🤖 AI Summary
This work addresses the reliance of general-purpose robotic manipulation on large-scale, high-quality action-labeled datasets. We propose a self-supervised learning framework that requires no action annotations. Methodologically, we leverage unlabeled human or robot manipulation videos to model dynamic 3D point clouds from hand or gripper regions, integrating a pretrained vision-language model, dense 3D point cloud extraction, and a 3D dynamics predictor—calibrated to action semantics via minimal labeled data.

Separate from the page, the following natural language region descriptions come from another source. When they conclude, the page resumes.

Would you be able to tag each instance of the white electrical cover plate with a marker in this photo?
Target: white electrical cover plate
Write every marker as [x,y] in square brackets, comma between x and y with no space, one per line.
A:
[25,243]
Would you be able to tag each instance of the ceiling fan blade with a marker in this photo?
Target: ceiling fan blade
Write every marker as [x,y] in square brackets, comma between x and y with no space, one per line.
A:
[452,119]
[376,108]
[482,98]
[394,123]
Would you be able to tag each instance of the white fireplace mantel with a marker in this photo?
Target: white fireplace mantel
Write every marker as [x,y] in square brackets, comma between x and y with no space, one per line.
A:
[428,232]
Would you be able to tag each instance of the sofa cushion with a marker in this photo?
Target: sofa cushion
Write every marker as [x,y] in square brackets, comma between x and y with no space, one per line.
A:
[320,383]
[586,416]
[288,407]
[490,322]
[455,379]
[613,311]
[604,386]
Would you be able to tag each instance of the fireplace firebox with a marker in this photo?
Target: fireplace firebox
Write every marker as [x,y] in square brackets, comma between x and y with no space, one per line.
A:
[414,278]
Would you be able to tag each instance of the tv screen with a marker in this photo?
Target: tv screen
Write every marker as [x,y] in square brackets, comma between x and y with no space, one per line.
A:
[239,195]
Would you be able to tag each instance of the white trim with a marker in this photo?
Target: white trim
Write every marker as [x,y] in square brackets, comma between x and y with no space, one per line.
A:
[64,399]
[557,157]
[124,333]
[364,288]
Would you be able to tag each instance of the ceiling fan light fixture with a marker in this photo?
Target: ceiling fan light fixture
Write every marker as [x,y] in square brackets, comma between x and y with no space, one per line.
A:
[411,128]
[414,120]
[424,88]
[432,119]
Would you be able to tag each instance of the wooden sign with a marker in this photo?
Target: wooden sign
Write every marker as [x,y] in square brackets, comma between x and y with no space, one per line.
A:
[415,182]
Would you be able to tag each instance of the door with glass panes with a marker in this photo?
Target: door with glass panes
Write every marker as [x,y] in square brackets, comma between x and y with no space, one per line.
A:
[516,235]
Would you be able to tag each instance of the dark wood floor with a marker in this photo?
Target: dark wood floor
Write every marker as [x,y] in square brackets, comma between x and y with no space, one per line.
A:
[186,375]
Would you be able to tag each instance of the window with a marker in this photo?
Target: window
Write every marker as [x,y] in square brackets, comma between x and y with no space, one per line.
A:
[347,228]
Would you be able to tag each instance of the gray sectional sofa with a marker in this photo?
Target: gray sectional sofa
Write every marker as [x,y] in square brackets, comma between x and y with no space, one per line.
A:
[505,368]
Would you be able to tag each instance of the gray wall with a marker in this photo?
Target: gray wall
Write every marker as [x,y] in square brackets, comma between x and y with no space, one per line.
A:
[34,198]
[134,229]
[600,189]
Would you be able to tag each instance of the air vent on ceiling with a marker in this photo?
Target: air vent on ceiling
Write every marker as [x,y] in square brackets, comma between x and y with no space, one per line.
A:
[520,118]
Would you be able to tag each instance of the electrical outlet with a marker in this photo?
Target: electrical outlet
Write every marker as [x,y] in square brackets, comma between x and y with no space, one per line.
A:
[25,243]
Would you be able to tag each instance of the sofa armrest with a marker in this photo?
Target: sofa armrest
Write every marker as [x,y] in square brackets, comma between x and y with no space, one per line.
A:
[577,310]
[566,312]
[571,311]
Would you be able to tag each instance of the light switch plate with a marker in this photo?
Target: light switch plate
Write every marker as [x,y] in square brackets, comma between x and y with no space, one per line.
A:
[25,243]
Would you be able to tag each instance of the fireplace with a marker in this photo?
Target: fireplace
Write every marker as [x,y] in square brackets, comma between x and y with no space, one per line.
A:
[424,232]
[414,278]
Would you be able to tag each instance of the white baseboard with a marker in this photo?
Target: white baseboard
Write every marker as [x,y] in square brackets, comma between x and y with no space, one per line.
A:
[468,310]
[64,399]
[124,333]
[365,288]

Our key contribution is the first demonstration of learning generalizable manipulation representations directly from raw video, enabling zero-shot transfer across tasks and domains (e.g., simulation-to-real). Experiments show substantial improvements in data efficiency and cross-task generalization, with consistent performance gains validated in both simulated and real-world robotic settings.
📝 Abstract
Recent advances in generalist robot manipulation leverage pre-trained Vision-Language Models (VLMs) and large-scale robot demonstrations to tackle diverse tasks in a zero-shot manner. A key challenge remains: scaling high-quality, action-labeled robot demonstration data, which existing methods rely on for robustness and generalization. To address this, we propose a method that benefits from videos without action labels - featuring humans and/or robots in action - enhancing open-vocabulary performance and enabling data-efficient learning of new tasks. Our method extracts dense, dynamic 3D point clouds at the hand or gripper location and uses a proposed 3D dynamics predictor for self-supervision. This predictor is then tuned to an action predictor using a smaller labeled dataset for action alignment. We show that our method not only learns from unlabeled human and robot demonstrations - improving downstream generalist robot policies - but also enables robots to learn new tasks without action labels (i.e., out-of-action generalization) in both real-world and simulated settings.